The UNHCR and Amnesty International have both expressed concern over the forced return (refoulement) by Ukraine of a group of eleven Sri Lankan asylum seekers. Particularly disturbing is the fact that six of them had applied for refugee status in Ukraine. Their applications were apparently turned down on procedural grounds yet it would seem that they were not provided with the assistance they absolutely required to ensure proper consideration of their applications.
The following is the statement released by the UNHCR.
The UN refugee agency expressed concern on Friday about the forced return (refoulement) by Ukraine of a group of eleven Sri Lankan asylum seekers.

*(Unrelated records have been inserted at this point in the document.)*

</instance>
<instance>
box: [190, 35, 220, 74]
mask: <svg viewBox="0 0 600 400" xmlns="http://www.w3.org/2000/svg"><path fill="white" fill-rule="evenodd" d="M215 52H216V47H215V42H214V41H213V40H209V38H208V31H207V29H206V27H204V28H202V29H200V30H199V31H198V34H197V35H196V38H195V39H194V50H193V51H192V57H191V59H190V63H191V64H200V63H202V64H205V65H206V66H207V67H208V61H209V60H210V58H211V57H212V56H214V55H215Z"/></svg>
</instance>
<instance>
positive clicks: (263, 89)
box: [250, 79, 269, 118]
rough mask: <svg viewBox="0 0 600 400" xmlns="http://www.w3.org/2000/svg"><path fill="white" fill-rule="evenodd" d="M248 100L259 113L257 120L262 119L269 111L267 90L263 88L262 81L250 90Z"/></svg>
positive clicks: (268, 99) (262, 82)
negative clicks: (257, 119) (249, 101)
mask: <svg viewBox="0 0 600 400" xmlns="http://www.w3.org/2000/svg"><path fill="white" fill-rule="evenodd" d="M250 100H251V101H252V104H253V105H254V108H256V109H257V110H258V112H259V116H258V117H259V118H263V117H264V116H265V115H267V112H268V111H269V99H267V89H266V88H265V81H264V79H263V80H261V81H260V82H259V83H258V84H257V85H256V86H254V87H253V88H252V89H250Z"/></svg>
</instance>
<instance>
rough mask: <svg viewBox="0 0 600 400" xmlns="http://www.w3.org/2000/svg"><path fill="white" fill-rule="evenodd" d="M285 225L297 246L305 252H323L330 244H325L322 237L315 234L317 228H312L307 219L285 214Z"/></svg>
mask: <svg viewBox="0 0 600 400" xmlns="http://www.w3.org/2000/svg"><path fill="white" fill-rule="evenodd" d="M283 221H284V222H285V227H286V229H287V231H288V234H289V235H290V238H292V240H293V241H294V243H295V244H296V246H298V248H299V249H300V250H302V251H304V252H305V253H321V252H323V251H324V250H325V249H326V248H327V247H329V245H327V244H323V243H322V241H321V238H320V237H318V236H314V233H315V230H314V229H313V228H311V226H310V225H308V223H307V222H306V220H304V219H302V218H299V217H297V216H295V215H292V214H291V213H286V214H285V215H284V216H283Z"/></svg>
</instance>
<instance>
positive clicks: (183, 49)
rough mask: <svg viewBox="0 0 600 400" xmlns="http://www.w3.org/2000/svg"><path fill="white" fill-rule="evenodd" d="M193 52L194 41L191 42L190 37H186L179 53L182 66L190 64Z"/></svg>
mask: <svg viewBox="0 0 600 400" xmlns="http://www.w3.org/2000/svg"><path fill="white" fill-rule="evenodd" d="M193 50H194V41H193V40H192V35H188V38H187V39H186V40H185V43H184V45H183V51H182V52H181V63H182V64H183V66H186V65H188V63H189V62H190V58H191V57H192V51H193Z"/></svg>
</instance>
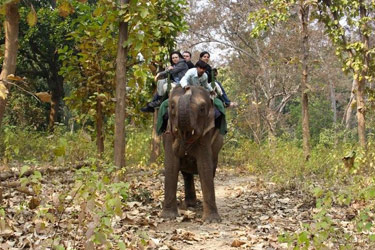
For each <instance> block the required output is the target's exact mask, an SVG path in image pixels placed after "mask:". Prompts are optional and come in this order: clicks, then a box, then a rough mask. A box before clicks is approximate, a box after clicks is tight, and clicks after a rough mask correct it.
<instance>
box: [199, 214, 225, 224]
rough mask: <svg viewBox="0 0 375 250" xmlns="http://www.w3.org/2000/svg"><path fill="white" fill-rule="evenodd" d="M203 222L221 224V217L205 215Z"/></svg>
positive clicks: (215, 215)
mask: <svg viewBox="0 0 375 250" xmlns="http://www.w3.org/2000/svg"><path fill="white" fill-rule="evenodd" d="M203 221H204V222H208V223H212V222H221V217H220V215H219V214H218V213H210V214H203Z"/></svg>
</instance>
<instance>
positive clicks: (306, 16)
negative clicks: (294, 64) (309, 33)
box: [300, 4, 310, 160]
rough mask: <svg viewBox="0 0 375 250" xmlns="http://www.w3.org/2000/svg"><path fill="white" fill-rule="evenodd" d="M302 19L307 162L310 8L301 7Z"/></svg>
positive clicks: (308, 152) (309, 137)
mask: <svg viewBox="0 0 375 250" xmlns="http://www.w3.org/2000/svg"><path fill="white" fill-rule="evenodd" d="M300 18H301V24H302V37H303V39H302V51H303V59H302V65H303V71H302V82H301V92H302V136H303V151H304V156H305V160H308V159H309V158H310V126H309V99H308V95H307V78H308V65H307V59H308V57H309V34H308V27H307V26H308V19H309V6H304V5H302V4H301V6H300Z"/></svg>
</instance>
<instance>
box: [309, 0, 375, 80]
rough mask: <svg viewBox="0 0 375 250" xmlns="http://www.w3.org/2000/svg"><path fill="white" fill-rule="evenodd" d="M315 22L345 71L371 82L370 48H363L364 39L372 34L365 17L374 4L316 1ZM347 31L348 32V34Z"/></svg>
mask: <svg viewBox="0 0 375 250" xmlns="http://www.w3.org/2000/svg"><path fill="white" fill-rule="evenodd" d="M318 9H319V12H318V14H317V15H316V17H317V18H318V20H319V21H320V22H321V23H323V24H324V27H325V31H326V33H327V34H328V36H329V37H330V38H331V41H332V42H333V44H334V45H335V46H336V54H337V55H338V56H339V57H340V59H341V61H342V65H343V70H344V71H345V72H349V71H351V72H353V73H354V75H355V77H356V78H357V79H359V80H361V79H362V78H366V80H369V81H372V79H373V77H374V76H373V70H371V69H373V67H374V66H375V65H374V63H373V62H372V61H371V60H370V59H369V58H371V57H372V56H373V54H374V48H372V47H368V46H369V45H368V44H367V45H366V42H365V40H366V37H367V38H368V37H370V36H371V35H372V34H373V32H374V31H373V29H371V25H372V23H373V22H374V19H373V17H371V15H369V13H372V12H373V11H374V10H375V5H374V4H373V3H370V2H366V1H346V0H342V1H330V4H326V3H325V1H321V2H319V5H318ZM348 31H349V32H348Z"/></svg>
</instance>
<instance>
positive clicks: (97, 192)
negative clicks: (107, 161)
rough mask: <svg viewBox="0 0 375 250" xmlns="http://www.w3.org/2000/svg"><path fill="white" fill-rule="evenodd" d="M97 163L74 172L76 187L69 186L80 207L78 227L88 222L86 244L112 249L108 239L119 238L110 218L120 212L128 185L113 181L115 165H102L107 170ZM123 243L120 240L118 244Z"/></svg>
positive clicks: (126, 195) (120, 245)
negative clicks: (79, 214)
mask: <svg viewBox="0 0 375 250" xmlns="http://www.w3.org/2000/svg"><path fill="white" fill-rule="evenodd" d="M97 168H98V166H97V165H96V164H93V165H92V166H91V167H87V168H82V169H80V170H79V171H78V172H77V174H76V178H77V179H76V184H75V188H74V189H73V190H72V196H73V198H74V203H75V204H77V205H79V206H80V207H81V215H80V221H79V225H78V226H79V227H80V226H83V225H87V228H86V230H87V231H86V237H87V239H88V241H87V242H86V244H87V245H86V246H93V245H92V244H94V245H98V246H105V247H106V248H107V249H112V248H113V247H114V246H113V245H112V243H111V241H110V239H115V240H116V241H115V242H119V239H120V235H116V233H115V231H114V228H113V226H112V221H113V220H114V219H115V217H116V216H122V213H123V211H122V207H123V206H124V204H123V202H124V201H126V199H127V193H128V188H129V185H128V184H127V183H125V182H113V181H112V180H111V178H113V177H114V176H113V173H114V172H113V170H115V168H114V167H111V166H104V168H105V169H106V171H99V172H98V169H97ZM122 244H123V243H121V242H119V245H120V246H121V245H122Z"/></svg>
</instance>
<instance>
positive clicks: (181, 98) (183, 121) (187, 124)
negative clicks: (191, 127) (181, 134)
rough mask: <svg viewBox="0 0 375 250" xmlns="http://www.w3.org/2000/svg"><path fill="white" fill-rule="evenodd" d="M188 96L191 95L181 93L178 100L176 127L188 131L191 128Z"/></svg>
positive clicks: (184, 130) (190, 128) (179, 128)
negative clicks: (177, 123)
mask: <svg viewBox="0 0 375 250" xmlns="http://www.w3.org/2000/svg"><path fill="white" fill-rule="evenodd" d="M190 98H191V95H183V96H181V97H180V100H179V101H178V127H179V129H180V130H181V131H189V130H190V129H191V124H190Z"/></svg>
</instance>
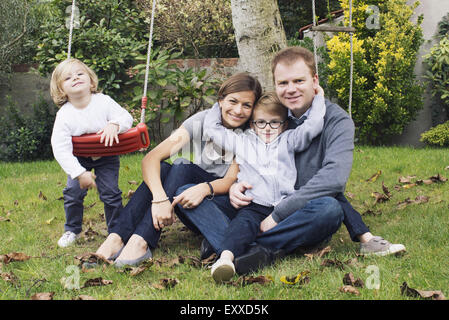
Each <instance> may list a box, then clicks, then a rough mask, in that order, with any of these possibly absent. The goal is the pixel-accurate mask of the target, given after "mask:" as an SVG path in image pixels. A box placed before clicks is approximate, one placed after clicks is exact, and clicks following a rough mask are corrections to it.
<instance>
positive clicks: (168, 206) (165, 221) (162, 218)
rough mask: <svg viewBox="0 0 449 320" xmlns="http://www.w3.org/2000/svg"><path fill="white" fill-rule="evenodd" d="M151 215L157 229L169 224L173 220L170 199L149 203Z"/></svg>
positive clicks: (171, 206)
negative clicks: (164, 200)
mask: <svg viewBox="0 0 449 320" xmlns="http://www.w3.org/2000/svg"><path fill="white" fill-rule="evenodd" d="M151 215H152V217H153V226H154V229H156V230H157V231H160V230H162V228H164V227H167V226H169V225H171V224H172V223H173V221H174V211H173V207H172V205H171V203H170V201H168V200H167V201H164V202H160V203H153V204H152V205H151Z"/></svg>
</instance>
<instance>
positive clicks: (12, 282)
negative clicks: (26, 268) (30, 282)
mask: <svg viewBox="0 0 449 320" xmlns="http://www.w3.org/2000/svg"><path fill="white" fill-rule="evenodd" d="M0 277H1V278H2V279H3V280H5V281H6V282H11V283H13V284H14V283H16V282H17V280H18V278H17V276H16V275H15V274H14V273H13V272H12V271H11V272H9V273H7V272H1V273H0Z"/></svg>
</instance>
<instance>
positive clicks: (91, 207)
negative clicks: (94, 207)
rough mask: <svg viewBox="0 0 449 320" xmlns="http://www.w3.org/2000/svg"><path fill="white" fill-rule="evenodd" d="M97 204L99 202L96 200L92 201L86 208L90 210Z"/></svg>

The expulsions took place on Tuesday 4 and Wednesday 5 March, 2008. The eleven Sri Lankans were returned to Colombo via Dubai
The eleven were registered and provided with documentation by UNHCR in Kyiv in December 2007, but were apprehended and detained because they had entered into Ukraine illegally. On several occasions, UNHCR requested that these individuals be granted effective access to an examination of the substance of their asylum claims.
UNHCR is concerned about the violation of the fundamental procedural rights of this group. As a signatory to the 1951 UN Refugee Convention, Ukraine should have provided access to interpreters, legal representation and the right to appeal against the expulsion order, as well as an effective access to asylum procedures.

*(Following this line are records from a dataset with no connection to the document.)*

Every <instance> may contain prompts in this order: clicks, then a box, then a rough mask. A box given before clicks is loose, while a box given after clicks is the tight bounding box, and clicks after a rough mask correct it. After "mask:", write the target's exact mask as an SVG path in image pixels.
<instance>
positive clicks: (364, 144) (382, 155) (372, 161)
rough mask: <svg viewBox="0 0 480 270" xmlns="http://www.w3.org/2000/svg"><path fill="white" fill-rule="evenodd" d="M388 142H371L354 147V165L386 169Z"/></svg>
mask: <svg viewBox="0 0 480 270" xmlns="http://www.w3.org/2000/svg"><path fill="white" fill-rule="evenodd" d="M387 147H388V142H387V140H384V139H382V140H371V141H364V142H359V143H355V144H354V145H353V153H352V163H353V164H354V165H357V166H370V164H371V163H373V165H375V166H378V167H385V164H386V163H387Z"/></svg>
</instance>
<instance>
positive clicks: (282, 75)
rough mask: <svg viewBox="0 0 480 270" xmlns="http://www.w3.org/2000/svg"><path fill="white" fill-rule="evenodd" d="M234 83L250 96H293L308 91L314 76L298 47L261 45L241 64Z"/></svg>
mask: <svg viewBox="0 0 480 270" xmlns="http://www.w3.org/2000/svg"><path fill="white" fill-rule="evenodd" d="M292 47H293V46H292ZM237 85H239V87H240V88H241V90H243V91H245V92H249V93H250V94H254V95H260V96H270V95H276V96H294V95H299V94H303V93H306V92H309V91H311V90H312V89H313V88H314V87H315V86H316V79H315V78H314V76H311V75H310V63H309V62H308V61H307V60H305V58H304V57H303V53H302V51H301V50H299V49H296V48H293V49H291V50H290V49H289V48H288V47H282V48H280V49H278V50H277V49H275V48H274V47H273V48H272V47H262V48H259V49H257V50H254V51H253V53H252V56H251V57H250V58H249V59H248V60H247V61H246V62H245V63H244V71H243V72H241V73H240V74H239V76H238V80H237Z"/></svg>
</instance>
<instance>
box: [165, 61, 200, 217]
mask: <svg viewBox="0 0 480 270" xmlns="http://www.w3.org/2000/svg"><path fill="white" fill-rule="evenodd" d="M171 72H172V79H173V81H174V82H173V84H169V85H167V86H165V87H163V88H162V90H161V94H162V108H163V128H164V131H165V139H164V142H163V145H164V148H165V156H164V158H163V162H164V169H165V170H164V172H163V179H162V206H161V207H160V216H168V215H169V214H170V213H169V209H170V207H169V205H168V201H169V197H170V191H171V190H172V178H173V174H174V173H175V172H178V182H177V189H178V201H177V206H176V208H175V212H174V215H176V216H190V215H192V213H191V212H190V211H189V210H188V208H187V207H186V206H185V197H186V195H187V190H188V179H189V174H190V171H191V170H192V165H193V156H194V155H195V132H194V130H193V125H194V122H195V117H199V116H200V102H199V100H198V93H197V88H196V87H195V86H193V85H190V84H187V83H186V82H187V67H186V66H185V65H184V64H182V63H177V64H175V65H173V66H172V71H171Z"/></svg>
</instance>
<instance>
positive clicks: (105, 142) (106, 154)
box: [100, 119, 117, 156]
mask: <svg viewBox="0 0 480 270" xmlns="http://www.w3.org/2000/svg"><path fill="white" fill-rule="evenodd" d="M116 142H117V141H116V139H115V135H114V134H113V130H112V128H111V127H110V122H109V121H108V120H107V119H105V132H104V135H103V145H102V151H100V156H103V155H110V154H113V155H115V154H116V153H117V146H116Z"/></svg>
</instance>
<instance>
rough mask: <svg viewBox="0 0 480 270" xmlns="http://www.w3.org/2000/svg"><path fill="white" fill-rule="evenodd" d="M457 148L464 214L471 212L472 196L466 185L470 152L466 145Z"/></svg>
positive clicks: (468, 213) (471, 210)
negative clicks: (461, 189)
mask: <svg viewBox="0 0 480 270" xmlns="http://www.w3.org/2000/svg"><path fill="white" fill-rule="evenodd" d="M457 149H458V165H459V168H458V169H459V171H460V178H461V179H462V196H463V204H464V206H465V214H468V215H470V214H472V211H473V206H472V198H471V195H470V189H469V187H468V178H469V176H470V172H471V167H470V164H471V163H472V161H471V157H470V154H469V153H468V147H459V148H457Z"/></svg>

UNHCR reiterates the importance of the principle of non-refoulement, under which no refugee or asylum seeker should be forcibly returned to their country of origin, in accordance with international and Ukrainian law.
7 March 2008 UNHCR Press Releases
More information is obviously needed as is a response from the Ukrainian authorities both to Ukrainians and to the international community as to how this could have happened yet again.
In February 2006 Ukraine forcibly returned 11 asylum seekers to Uzbekistan. The scandal which ensued should have taught the authorities something. Instead they seem to have simply tried to keep their heads low, coming up with different improbable stories, until the scandal died down.
And now theyve done it again. The circumstances are different however the principle of non-refoulement is binding on all countries.
It may also be necessary to consider how all organizations working to prevent human rights violations should work together. It would seem that negotiations were underway and presumably it was thought unlikely that the authorities would take such an outrageous step.
If the authorities are prepared to violate principles of international law, then we should perhaps ensure maximum publicity before it is too late.
Once people have been sent back to countries where their lives may be in danger or they may face torture, however much we berate the authorities it is too late to help their victims.
This must be prevented.
And the authorities must be shown that the scandal will not die down, and that we will demand answers.